Esse doeu pra sair em sua "versão final". Depois da leitura de alguns beta-testers, resolvi fazer minhas próprias modificações, e corrigir as falhas geradas pela digitação do meu teclado que já está dando entrada no pedido de aposentadoria (já contratamos substitutos jovens e capacitados).

Quero falar com você


"É... mas como o tempo passa!" - aquela conversa de sempre.
"É..."
"Olha só quantos anos passaram desde aquele acidente!"
"Qual deles? A gente hoje em dia só sabe de acidente."
"Sabe que quando eu ligo a TV, sei que verei dois tipos de coisa: acidente e reportagens sobre nós mesmos."
"Não entendi... 'nós mesmos'?"
"Eu entendo o que você quer dizer."

Todos levantaram a cabeça. Era o primeiro Natal no qual ele se manifestava. Prosseguiu:

"Tá tudo uma bosta. Não dá pra fugir disso. Aí eles botam essas reportagens sobre culinária, sei lá, sobre os jovens ou algo assim para que não nos esqueçamos de sermos nós mesmos, não nos rebelemos. Mas eles também se enganam."
"É... Tá certo..."

Era sempre assim que acabava, por isso que não se manifestava. Ficou surpresa que o rapaz o fizesse. Preferia-o quando ele era pequeno: brincava e abria a boca para falar coisas com sentido. Agora ele faria parte do grupo que falava "d'eles", essas pessoas que ninguém sabe quem são, mas sempre se fala delas. Todos extremamente convencidos de que estão sendo enganados, inebriados por um tipo de SOMA, e ainda assim assistem novela, falam da vida dos outros e tomam café.

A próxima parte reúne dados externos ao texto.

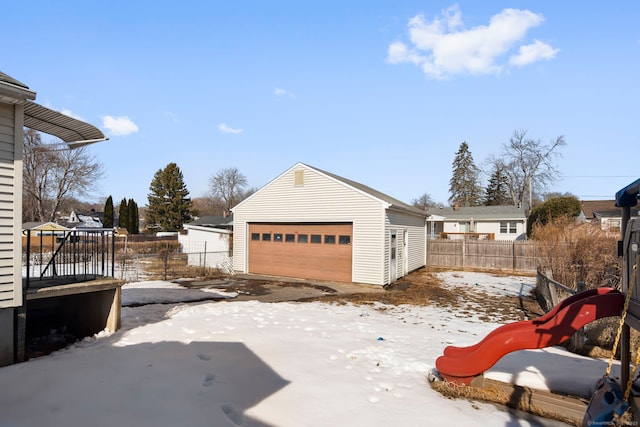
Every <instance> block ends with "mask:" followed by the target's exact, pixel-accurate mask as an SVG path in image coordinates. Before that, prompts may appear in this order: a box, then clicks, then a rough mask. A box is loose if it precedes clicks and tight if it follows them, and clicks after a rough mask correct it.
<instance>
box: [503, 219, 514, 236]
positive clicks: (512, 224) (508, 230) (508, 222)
mask: <svg viewBox="0 0 640 427" xmlns="http://www.w3.org/2000/svg"><path fill="white" fill-rule="evenodd" d="M517 225H518V224H517V223H516V222H507V221H502V222H500V233H502V234H507V233H509V234H515V233H517Z"/></svg>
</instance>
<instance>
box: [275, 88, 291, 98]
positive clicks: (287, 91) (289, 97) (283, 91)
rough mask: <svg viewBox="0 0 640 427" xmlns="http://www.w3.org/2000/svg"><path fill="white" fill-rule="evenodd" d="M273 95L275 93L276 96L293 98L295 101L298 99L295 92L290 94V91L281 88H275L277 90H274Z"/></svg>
mask: <svg viewBox="0 0 640 427" xmlns="http://www.w3.org/2000/svg"><path fill="white" fill-rule="evenodd" d="M273 93H274V94H275V95H276V96H288V97H289V98H293V99H295V98H296V95H295V94H294V93H293V92H289V91H288V90H285V89H281V88H279V87H277V88H275V89H274V90H273Z"/></svg>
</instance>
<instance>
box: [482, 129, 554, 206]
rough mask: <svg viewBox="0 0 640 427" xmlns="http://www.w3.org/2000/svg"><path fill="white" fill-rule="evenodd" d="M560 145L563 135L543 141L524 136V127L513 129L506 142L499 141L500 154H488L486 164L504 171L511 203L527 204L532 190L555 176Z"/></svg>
mask: <svg viewBox="0 0 640 427" xmlns="http://www.w3.org/2000/svg"><path fill="white" fill-rule="evenodd" d="M564 145H566V142H565V140H564V136H559V137H557V138H556V139H554V140H552V141H551V142H550V143H548V144H544V143H543V142H542V141H540V140H539V139H531V138H527V131H526V130H516V131H514V132H513V136H512V137H511V139H510V140H509V143H508V144H504V145H503V147H502V148H503V150H502V153H501V155H500V156H499V157H495V156H491V157H489V159H488V163H489V164H490V166H491V167H492V168H493V169H494V170H501V171H502V173H503V174H504V178H505V184H506V185H507V188H508V190H509V194H510V196H511V200H512V202H513V204H514V206H529V204H530V203H528V200H530V199H531V197H532V195H533V194H541V193H542V192H543V191H544V190H545V189H546V188H547V187H548V186H549V185H550V184H552V183H553V182H554V181H555V180H556V179H557V178H558V177H559V172H558V170H557V169H556V166H555V163H554V160H555V158H556V156H560V155H561V154H560V153H559V152H558V150H559V149H560V147H562V146H564ZM529 208H531V206H529Z"/></svg>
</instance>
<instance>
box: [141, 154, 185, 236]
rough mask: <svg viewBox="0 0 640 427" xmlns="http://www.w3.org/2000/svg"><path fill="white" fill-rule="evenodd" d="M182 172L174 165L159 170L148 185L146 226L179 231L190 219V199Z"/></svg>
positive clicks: (179, 168)
mask: <svg viewBox="0 0 640 427" xmlns="http://www.w3.org/2000/svg"><path fill="white" fill-rule="evenodd" d="M188 196H189V191H188V190H187V187H186V185H185V183H184V179H183V177H182V172H181V171H180V168H179V167H178V165H176V164H175V163H169V164H168V165H167V166H166V167H165V168H164V169H159V170H158V171H157V172H156V173H155V175H154V177H153V180H152V181H151V185H149V195H148V201H149V203H148V209H147V224H148V225H147V226H148V227H150V228H156V229H158V230H159V231H179V230H180V229H181V228H182V225H183V224H184V223H185V222H186V221H188V220H189V218H190V217H191V199H190V198H189V197H188Z"/></svg>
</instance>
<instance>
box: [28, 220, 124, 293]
mask: <svg viewBox="0 0 640 427" xmlns="http://www.w3.org/2000/svg"><path fill="white" fill-rule="evenodd" d="M22 248H23V257H24V258H23V273H22V274H23V278H24V279H25V282H26V288H27V289H29V288H32V287H43V286H48V285H49V284H64V283H75V282H79V281H86V280H93V279H97V278H101V277H114V273H115V271H114V268H115V262H114V261H115V258H114V254H115V239H114V233H113V229H112V228H91V229H82V230H64V231H40V230H25V231H24V232H23V239H22Z"/></svg>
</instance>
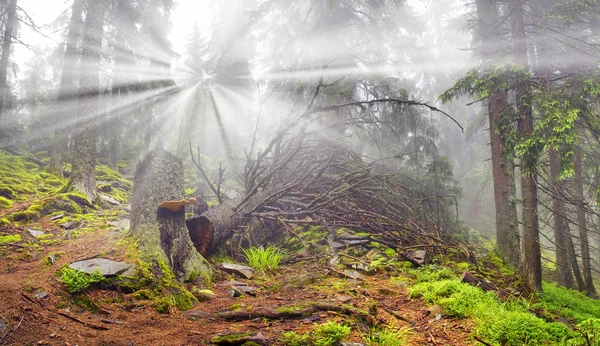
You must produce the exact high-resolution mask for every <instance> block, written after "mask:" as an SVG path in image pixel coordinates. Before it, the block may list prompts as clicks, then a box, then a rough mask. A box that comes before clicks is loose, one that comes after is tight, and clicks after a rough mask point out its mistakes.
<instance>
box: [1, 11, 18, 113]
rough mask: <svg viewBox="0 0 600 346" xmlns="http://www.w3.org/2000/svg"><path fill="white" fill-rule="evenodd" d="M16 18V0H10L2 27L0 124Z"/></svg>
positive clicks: (3, 103) (7, 74)
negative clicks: (3, 33)
mask: <svg viewBox="0 0 600 346" xmlns="http://www.w3.org/2000/svg"><path fill="white" fill-rule="evenodd" d="M16 17H17V0H10V1H9V3H8V10H7V11H6V22H5V26H4V40H3V41H2V57H0V122H2V120H3V118H4V115H5V114H4V113H5V112H6V103H7V99H8V81H7V80H8V63H9V61H10V47H11V44H12V36H13V32H14V29H15V21H16Z"/></svg>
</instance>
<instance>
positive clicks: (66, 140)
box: [49, 0, 84, 176]
mask: <svg viewBox="0 0 600 346" xmlns="http://www.w3.org/2000/svg"><path fill="white" fill-rule="evenodd" d="M83 5H84V0H75V1H73V6H72V8H71V11H72V13H71V20H70V21H69V31H68V32H67V43H66V48H65V55H64V57H63V66H62V75H61V80H60V87H59V91H58V98H57V105H56V107H55V114H54V125H55V126H57V128H56V130H55V131H54V140H53V143H52V152H51V154H50V166H49V167H50V170H51V172H53V173H55V174H58V175H60V176H62V175H63V171H62V165H63V162H64V161H65V153H66V152H67V147H68V129H69V127H68V126H67V123H68V122H69V120H72V119H75V117H76V115H75V114H74V113H75V111H76V110H77V105H78V98H77V97H75V96H76V94H77V90H76V85H77V75H78V74H79V69H78V68H77V43H78V42H79V38H80V37H81V24H82V19H81V14H82V11H83Z"/></svg>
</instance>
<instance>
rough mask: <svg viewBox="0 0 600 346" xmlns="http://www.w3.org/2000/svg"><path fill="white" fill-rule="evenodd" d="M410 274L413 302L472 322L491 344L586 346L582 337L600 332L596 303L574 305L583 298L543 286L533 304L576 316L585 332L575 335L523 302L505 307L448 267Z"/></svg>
mask: <svg viewBox="0 0 600 346" xmlns="http://www.w3.org/2000/svg"><path fill="white" fill-rule="evenodd" d="M414 273H415V276H416V279H415V284H414V285H413V286H410V287H409V288H408V292H409V296H410V297H411V298H420V299H422V300H423V301H425V302H426V303H427V304H429V305H438V306H440V307H441V308H442V309H443V310H444V312H445V314H446V315H447V316H448V317H454V318H471V319H472V320H473V321H474V322H475V327H474V333H475V335H477V336H478V337H479V338H481V339H482V340H484V341H486V342H488V343H490V344H493V345H587V344H588V343H587V341H586V339H585V337H584V335H588V338H589V337H593V336H594V335H595V334H594V333H595V331H596V330H599V331H600V329H594V328H597V327H599V326H600V324H596V322H595V321H594V320H592V319H589V318H592V317H593V316H596V317H597V316H598V315H597V311H598V310H596V309H598V306H599V305H598V304H597V302H594V304H588V301H585V300H582V301H581V302H580V303H578V302H577V301H578V300H579V299H581V298H585V297H579V296H577V295H571V293H570V292H565V291H562V289H557V288H556V287H554V286H552V285H548V284H545V285H544V289H546V290H547V291H546V292H545V293H544V294H543V295H542V297H543V299H544V300H543V301H542V303H536V304H542V305H543V307H544V308H546V309H549V310H552V309H555V311H557V312H558V311H560V310H561V309H563V311H566V312H567V313H568V314H570V315H571V316H572V317H573V318H575V317H574V316H578V317H579V318H580V319H582V320H578V322H580V326H579V327H580V330H581V328H583V329H586V330H584V331H583V332H581V333H577V332H575V331H573V330H572V329H570V328H569V327H568V326H567V325H565V324H563V323H560V322H555V321H554V320H552V319H550V318H548V319H543V318H540V317H538V316H536V315H534V314H533V313H531V310H532V307H534V306H535V304H530V302H529V301H527V300H525V299H522V298H519V299H513V300H509V301H506V302H503V301H501V300H500V299H499V298H498V297H497V296H496V294H494V293H493V292H485V291H483V290H482V289H480V288H478V287H474V286H471V285H469V284H466V283H462V282H460V281H459V279H458V278H457V277H456V275H455V274H454V273H453V272H452V271H451V270H449V269H447V268H439V269H437V268H424V269H422V270H419V271H414ZM534 299H535V298H534ZM587 299H588V300H589V298H587ZM566 306H568V309H566V310H565V307H566ZM569 309H571V310H572V311H570V312H569ZM594 313H596V315H594ZM575 319H577V318H575ZM596 321H597V320H596ZM582 323H583V324H582ZM586 333H587V334H586ZM593 345H597V344H593Z"/></svg>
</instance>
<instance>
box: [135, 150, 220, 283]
mask: <svg viewBox="0 0 600 346" xmlns="http://www.w3.org/2000/svg"><path fill="white" fill-rule="evenodd" d="M183 195H184V189H183V164H182V162H181V160H180V159H178V158H176V157H175V156H173V155H171V154H170V153H168V152H166V151H163V150H158V151H153V152H150V153H148V155H146V157H145V158H144V160H143V161H142V162H140V163H139V164H138V166H137V168H136V174H135V178H134V185H133V193H132V196H131V233H132V235H133V236H134V237H135V238H136V239H137V241H138V245H139V249H140V252H141V254H142V256H143V258H144V259H145V260H150V261H152V260H155V261H164V262H165V263H167V264H168V265H169V267H170V268H171V270H172V271H173V273H174V274H175V276H176V277H177V279H178V280H180V281H183V280H187V279H189V278H190V277H191V276H192V275H197V274H200V275H201V276H210V275H212V273H213V270H212V268H211V267H210V266H209V264H208V263H207V262H206V260H205V259H204V258H203V257H202V256H201V255H200V254H199V253H198V251H196V249H195V248H194V245H193V244H192V242H191V240H190V237H189V234H188V230H187V227H186V224H185V210H184V208H182V206H183V205H184V204H186V203H188V204H189V203H191V201H189V200H182V197H183ZM165 201H167V202H169V203H167V204H166V205H165V204H163V205H164V206H165V207H160V208H159V207H158V206H159V205H161V204H162V203H163V202H165ZM182 201H183V203H182ZM170 202H177V203H170ZM176 204H178V206H177V205H176ZM173 209H175V210H176V211H173Z"/></svg>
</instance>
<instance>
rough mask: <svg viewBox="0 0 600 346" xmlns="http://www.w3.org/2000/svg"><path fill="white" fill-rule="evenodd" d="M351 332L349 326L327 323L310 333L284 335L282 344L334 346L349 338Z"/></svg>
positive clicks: (314, 329) (296, 333)
mask: <svg viewBox="0 0 600 346" xmlns="http://www.w3.org/2000/svg"><path fill="white" fill-rule="evenodd" d="M351 331H352V329H351V328H350V327H348V326H344V325H341V324H339V323H336V322H327V323H325V324H322V325H320V326H318V327H316V328H315V329H314V330H313V331H311V332H308V333H304V334H298V333H296V332H287V333H284V334H283V336H282V338H281V342H282V343H283V344H284V345H286V346H334V345H338V344H339V343H340V342H342V341H344V340H345V339H346V338H348V336H349V335H350V332H351Z"/></svg>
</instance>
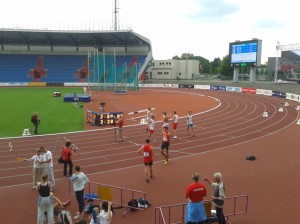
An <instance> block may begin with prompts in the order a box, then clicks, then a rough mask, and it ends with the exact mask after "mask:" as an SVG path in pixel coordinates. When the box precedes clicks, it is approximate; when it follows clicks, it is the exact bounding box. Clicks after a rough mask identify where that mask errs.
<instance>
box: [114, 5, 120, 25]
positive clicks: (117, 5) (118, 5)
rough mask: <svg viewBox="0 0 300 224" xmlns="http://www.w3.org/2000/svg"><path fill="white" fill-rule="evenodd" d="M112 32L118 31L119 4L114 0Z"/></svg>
mask: <svg viewBox="0 0 300 224" xmlns="http://www.w3.org/2000/svg"><path fill="white" fill-rule="evenodd" d="M113 14H114V30H118V29H119V2H118V0H114V10H113Z"/></svg>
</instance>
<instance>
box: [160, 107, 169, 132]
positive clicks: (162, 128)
mask: <svg viewBox="0 0 300 224" xmlns="http://www.w3.org/2000/svg"><path fill="white" fill-rule="evenodd" d="M170 116H171V115H168V114H167V113H166V112H163V120H162V123H163V125H162V132H163V131H164V130H163V129H164V128H165V127H166V128H169V119H170Z"/></svg>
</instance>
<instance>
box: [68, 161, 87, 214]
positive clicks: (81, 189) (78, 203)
mask: <svg viewBox="0 0 300 224" xmlns="http://www.w3.org/2000/svg"><path fill="white" fill-rule="evenodd" d="M70 179H71V181H72V182H73V189H74V192H75V195H76V200H77V202H78V210H79V211H78V212H77V213H76V216H75V217H74V219H79V218H82V217H83V215H84V212H83V210H84V186H85V184H86V183H88V182H89V179H88V178H87V176H86V175H85V174H84V173H83V172H81V171H80V166H75V173H74V174H73V175H72V176H71V178H70Z"/></svg>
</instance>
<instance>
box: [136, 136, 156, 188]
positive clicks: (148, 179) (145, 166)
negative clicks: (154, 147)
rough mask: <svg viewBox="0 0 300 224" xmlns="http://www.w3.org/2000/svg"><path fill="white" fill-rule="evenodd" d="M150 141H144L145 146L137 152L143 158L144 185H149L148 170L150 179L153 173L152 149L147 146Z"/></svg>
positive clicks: (139, 149) (152, 175)
mask: <svg viewBox="0 0 300 224" xmlns="http://www.w3.org/2000/svg"><path fill="white" fill-rule="evenodd" d="M149 143H150V139H148V138H147V139H146V144H145V145H143V146H142V147H141V148H140V149H139V150H138V153H139V154H141V155H142V156H144V164H145V175H146V183H149V171H148V167H149V170H150V178H153V171H152V165H153V156H154V153H153V149H154V148H153V147H152V146H151V145H150V144H149Z"/></svg>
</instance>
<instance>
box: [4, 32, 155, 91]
mask: <svg viewBox="0 0 300 224" xmlns="http://www.w3.org/2000/svg"><path fill="white" fill-rule="evenodd" d="M0 46H1V48H0V62H1V63H0V85H1V86H43V85H56V84H57V85H65V86H91V87H93V86H94V87H98V89H100V88H102V87H103V88H108V87H112V88H116V87H118V86H123V87H126V88H127V87H133V88H137V87H138V80H139V79H140V78H142V77H143V74H144V71H145V70H146V69H147V66H148V64H149V62H150V61H151V60H152V48H151V42H150V41H149V39H147V38H146V37H143V36H142V35H139V34H137V33H135V32H133V31H132V30H127V31H120V30H116V31H49V30H25V29H24V30H23V29H0Z"/></svg>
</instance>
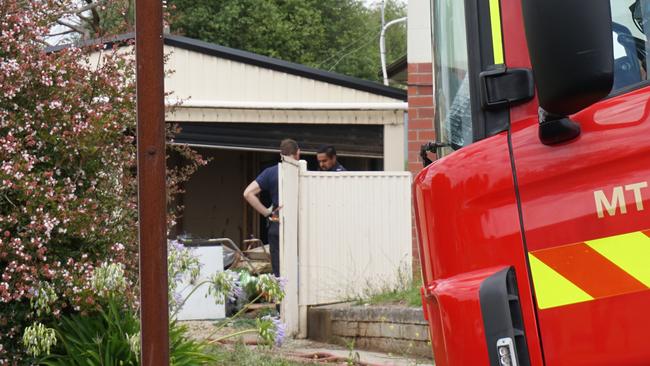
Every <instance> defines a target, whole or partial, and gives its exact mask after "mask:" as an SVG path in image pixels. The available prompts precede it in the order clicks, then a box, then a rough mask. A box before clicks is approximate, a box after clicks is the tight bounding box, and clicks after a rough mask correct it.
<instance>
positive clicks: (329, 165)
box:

Já não pedia mais ao seu Querido que fosse à ceia da sua família. Ficava lá por pouco tempo mesmo, presente só para não magoar a velhice de ninguém. Não podia mais com esses papos de entendidos. Ela era burra, irônica, e alienada.

Correu a mão pela testa para limpar o suor que não existia, mas estava ali. Como foi penoso ficar lá. Entrou no carro e quando estava dando a partida, seu celular começou a tocar. Olhou a identificação de chamada: sua mãe. Ah, não. Ele já estaria, a essa altura, preparando um incrível jantar no quarto e sala modesto em tamanho, mas bem equipado pelos dois. Tocou de novo o celular. Tirou-lhe o som, não queria atender. Chega de boa ação natalina.

Agradeceu por ser Natal. Pôde viajar à sua maneira por um caminho do tamanho que bem entendesse. Idas e vindas em um espaço inabitado, eternamente naquela noite, sem sombra de piedade ou tal-amor. Ondas vão e vêm e não se sabe porquê. Há quem diga que há uma ordem física, mas complexa demais para o estudo humano, uma ordem realmente caótica. Outros falam de deuses. Não é a mesma coisa? Ela acreditava nele, e em quase mais nada. Isso que importava. É impossível viver sem acreditar, e, no fim, é pura fé mesmo. A pedância dos Homens fê-los crer que é possível explicar-se. Por isso gostava das crianças. Gostava dele por isso também. Sempre soube que ele acreditava nela porque precisava disso. Queria estar com ela, e se duvidasse não poderia. O mesmo valia para ela, claro. Essa é a face da verdadeira confiança. No fim, tudo é fruto de uma pirraça infantil. Não há convencimento real. Nossa lógica é, encaremos, emocional.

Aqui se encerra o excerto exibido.